This thread has been locked.

If you have a related question, please click the "Ask a related question" button in the top right corner. The newly created question will be automatically linked to this question.

IPC Notify events stopping critical HWI from running (OMAP L138 DSP, SysBios)

Other Parts Discussed in Thread: OMAP-L138, SYSBIOS

On our OMAP L138, my code is using IPC for the cores to talk to each other (via Syslink on ARM).  The cores communicate with shared data, where the ARM sends a Notify event to tell the DSP that it has changed this data, the Notify callback in the DSP posts a SWI to process this data, and the DSP SWI sends a Notify event back to the ARM when it has handled the change.  The ARM is handling the UI, and the DSP is running a real-time processing loop with the configuration passed from the ARM.

On the DSP, the critical processing runs in an ISR (plugged HWI), where the HWIs are configured via MaskOption_BITMASK settings so that this critical processing has top priority.  All other HWIs will be pre-empted by it. But I've just found that scheduling of this ISR is being delayed by around 1us, every time a Notify event exchange happens.  This is causing the processing to miss its deadline.  The ISR does not get pre-empted whilst it is running - it just gets extra latency in being scheduled.

I created some extra Notify events to test this.  Just sending a Notify event from the ARM to the DSP did not cause this, and nor did the Notify callback posting a SWI.  When I investigated the IPC code, I found the HWI was set to MaskOption_SELF, so this is as expected.

But sending a Notify event back to the ARM causes the critical processing HWI to be held up.  When I looked at the IPC code for sending a Notify event (the function NotifyDriverShm_sendEvent() in file NotifyDriverShm.c), I found numerous places which globally disabled/enabled interrupts.  This would absolutely explain what I'm seeing, by creating a priority inversion where IPC prevents any higher-priority code from pre-empting it.

I'm afraid this looks like a serious error.  Clearly there is an assumption from the IPC coders that IPC comms will be the highest priority operation and should be allowed to do this, but this simply isn't valid.  It might not be a big problem with soft-real-time systems, and it might actually be correct in cases where the DSP is being used as a co-processor for the ARM and Notify *is* the highest priority.  But in a hard-real-time system where the DSP is running a control loop and the ARM is running the UI, IPC should be a very *low* priority.  Having it messing with interrupts means we are unable to guarantee processing deadlines.

Do you have any suggestions for workarounds or alternatives within IPC?  Or will I have to write my own notification mechanism to replace IPC, if it is not fit for this purpose?

  • FYI for anyone else with the same problem...

    Notify and other IPC events use the first two inter-processor (CHIPSIG) interrupts in each direction, leaving two spare. (Assuming you don't have "both" selected in your IPC/Syslink settings; the default is for them to only use one.) Since Notify is clearly broken, and TI do not seem to have any answers for how to fix it, I decided to write my own equivalent.

    For the ARM side, I wrote a small Linux driver with two operations: one which would fire off a CHIPSIG interrupt from the ARM to the DSP; and one which would block waiting for a CHIPSIG interrupt from the DSP to the ARM. The former is easy.

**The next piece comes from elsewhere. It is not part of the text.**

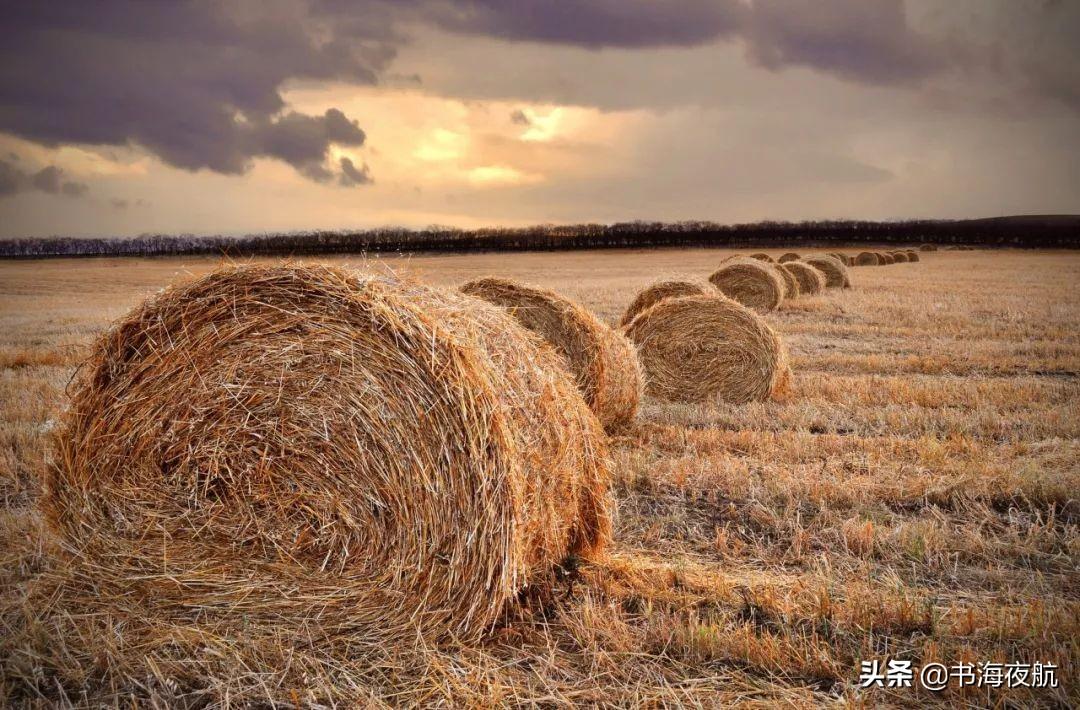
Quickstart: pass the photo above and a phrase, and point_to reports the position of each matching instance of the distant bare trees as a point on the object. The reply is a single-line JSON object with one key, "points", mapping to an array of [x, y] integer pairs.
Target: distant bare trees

The latter would typically be done by creating an ISR and having it trigger a semaphore, so that other processing can carry on in the background. In my case though, I know that there will only ever be a very short wait for the DSP to come back, and latency is important so I don't want the overheads of context-switching ISRs and semaphores, so I've just done a simple spinlock checking that IRQ flag. For the DSP side, I simply replaced the Notify callback/send with a HWI ISR and HWI trigger.

    The result completely fixes the problem. The high-priority ISR is now completely deterministic, and the extra latency has gone away.

    Processing the ARM-DSP comms is also significantly better. With Notify events, sending a Notify from the ARM to the DSP, the DSP reading a value and sending a Notify back to the ARM took 292-424us (measured by the old-school method of setting a GPIO pin high immediately before and low immediately after, and watching the GPIO pin with a scope). With my own code, the exact same operation takes 218-249us. The minimum time is not hugely different (mainly due to removing a semaphore context-switch on the ARM side, I think), but the maximum time is radically improved so that there is very little variation in how long this takes.
  • Glad to see this was resolved.
  • It was NOT resolved!!!!

    I have coded my own notification method in the absence of working software from TI.  My own application now works correctly, because I am no longer using that faulty TI code.

    It has NOT resolved the fact that the IPC Notify library code for OMAP-L138 has a serious priority inversion bug which prevents it being used in ANY application requiring a deterministic response to hardware interrupts with single-digit microsecond accuracy.

  • What I failed to say at the time. I'm building with Code Composer Studio v5.5.0.00077. (We haven't yet had a compelling business case to upgrade to CCS v6.) If you can confirm that this issue has already been identified and fixed in later versions of TI-RTOS (SYSBIOS) then that's sorted. If it hasn't, then it seems likely the bug is still in there.